> You guys cloned a whole suite of products in a short period of time that cost millions of dollars.
At the risk of stating the obvious, the functionality isn't actually cloned, only the UI. The actual code powering Gmail probably dates back to the late 80s or early 90s and has had several hundred thousands of hours of work put into it. This is just a webpage that looks kind of similar.
I point this out only because I've seen people saying that software businesses don't have moats anymore because of this, which is taking away a completely false lesson.
I mean it is so obvious causing me to find the use of the phrase cloned so weird that I feel it needs to be said.
The UI cloning doesn't feel exactly correct either there are things that are slightly off.
But I just find the "cloned" wrong, because obviously you cannot send an email from this account, you cannot log in to the service as Jeffrey Epstein, you cannot delete emails, create alerts based on searches, do actions on selected emails (create new tag, move under that tag)

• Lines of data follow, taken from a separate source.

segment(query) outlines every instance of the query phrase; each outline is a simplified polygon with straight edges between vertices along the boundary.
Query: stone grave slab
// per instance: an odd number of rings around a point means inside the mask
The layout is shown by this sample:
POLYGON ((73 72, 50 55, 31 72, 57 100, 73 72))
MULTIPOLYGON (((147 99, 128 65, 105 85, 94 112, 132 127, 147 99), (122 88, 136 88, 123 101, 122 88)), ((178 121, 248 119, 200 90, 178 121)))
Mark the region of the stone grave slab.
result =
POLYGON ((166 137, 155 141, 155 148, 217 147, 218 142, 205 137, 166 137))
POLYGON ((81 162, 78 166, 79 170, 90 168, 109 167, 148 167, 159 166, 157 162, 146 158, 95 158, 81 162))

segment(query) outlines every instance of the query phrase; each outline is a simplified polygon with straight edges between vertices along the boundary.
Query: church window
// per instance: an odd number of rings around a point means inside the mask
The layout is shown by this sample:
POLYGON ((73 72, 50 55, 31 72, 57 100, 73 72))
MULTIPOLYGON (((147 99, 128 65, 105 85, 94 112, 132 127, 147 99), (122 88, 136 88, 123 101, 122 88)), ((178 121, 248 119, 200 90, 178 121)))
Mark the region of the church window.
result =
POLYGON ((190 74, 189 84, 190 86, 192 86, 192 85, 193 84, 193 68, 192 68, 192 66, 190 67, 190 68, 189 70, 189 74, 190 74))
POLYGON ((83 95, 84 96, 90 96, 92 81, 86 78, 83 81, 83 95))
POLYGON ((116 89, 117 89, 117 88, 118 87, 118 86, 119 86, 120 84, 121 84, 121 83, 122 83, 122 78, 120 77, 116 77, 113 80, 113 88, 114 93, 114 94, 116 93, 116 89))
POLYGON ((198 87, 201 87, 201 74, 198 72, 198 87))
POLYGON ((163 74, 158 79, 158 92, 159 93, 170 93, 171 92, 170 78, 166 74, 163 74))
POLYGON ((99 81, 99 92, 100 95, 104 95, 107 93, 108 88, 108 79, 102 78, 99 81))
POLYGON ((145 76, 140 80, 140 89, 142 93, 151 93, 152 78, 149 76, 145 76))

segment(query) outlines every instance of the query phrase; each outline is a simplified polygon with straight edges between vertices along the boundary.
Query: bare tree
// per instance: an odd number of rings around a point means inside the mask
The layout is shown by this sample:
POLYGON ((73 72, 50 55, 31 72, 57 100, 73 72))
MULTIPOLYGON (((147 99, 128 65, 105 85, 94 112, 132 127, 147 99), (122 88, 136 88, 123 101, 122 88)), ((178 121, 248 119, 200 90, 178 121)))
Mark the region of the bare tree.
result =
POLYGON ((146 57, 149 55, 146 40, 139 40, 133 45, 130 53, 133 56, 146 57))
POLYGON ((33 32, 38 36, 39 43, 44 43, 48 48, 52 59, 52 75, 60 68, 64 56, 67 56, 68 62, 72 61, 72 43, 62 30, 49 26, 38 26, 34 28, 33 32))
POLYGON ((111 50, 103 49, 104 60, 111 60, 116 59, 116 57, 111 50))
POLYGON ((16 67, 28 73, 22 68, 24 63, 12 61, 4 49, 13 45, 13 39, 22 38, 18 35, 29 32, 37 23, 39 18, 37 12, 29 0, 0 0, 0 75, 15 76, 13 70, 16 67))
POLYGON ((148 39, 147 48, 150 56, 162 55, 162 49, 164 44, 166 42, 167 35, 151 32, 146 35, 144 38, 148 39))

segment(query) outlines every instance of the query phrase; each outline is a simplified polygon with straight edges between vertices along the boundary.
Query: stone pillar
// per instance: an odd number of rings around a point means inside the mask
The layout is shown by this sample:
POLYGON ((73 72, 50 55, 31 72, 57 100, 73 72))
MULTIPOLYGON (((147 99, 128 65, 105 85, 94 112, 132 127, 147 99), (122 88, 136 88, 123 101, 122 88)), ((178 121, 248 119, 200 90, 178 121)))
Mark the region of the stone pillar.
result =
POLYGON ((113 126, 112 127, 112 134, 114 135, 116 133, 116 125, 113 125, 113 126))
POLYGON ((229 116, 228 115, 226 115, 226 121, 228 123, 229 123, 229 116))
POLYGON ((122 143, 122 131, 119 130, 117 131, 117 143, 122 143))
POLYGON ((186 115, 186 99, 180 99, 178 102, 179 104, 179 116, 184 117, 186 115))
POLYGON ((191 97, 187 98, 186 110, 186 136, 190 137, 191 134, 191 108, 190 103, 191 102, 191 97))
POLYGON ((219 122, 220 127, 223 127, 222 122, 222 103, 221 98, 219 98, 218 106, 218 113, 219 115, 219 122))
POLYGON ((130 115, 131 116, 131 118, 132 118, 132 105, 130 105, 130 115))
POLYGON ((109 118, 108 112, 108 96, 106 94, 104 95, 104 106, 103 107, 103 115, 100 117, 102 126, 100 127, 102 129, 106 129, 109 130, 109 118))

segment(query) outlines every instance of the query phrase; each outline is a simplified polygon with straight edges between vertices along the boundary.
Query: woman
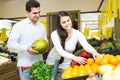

there are so many functionalities that are not cloned because obviously they could not be cloned because they would make no sense for what this project is. So just the praise for cloning so quickly makes me sort of mad.
You could theoretically make something like this that allowed log in so you got a personalized epstein mails, and then could do all that, and perhaps get more mails sent in as files get released, and perhaps create Google alerts on epstein in the news etc. that would come as mails and maybe the code could put news that came in, into the appropriate the tags etc.
But until that time "cloned" is just very wrong.
Out of curiosity, would you explain what you mean by that? Google was founded in 1998 and writing a mail client isn't terribly complicated. Did they buy some code for Gmail from an older company? Is Gmail older than Google?
Why stop there, I'm sure you can trace Gmail all the way back to the Roman aqueducts.
I don't know if I'm just misremembering but it feels like over the last three years or so the technical knowledge on HN has gone down the toilet.
> The actual code powering Gmail probably dates back to the late 80s or early 90s and has had several hundred thousands of hours of work put into it.
no. google did not exist until the late 90s.
various forms of internet email sure did, but most popular mtas of the google era shared very little code with predecessors from the 80s and early 90s (maybe sendmail) and google almost certainly wrote their own from scratch.
but your first point. that an archive browser that looks like gmail is not equivalent to a full tilt email service backend is valid.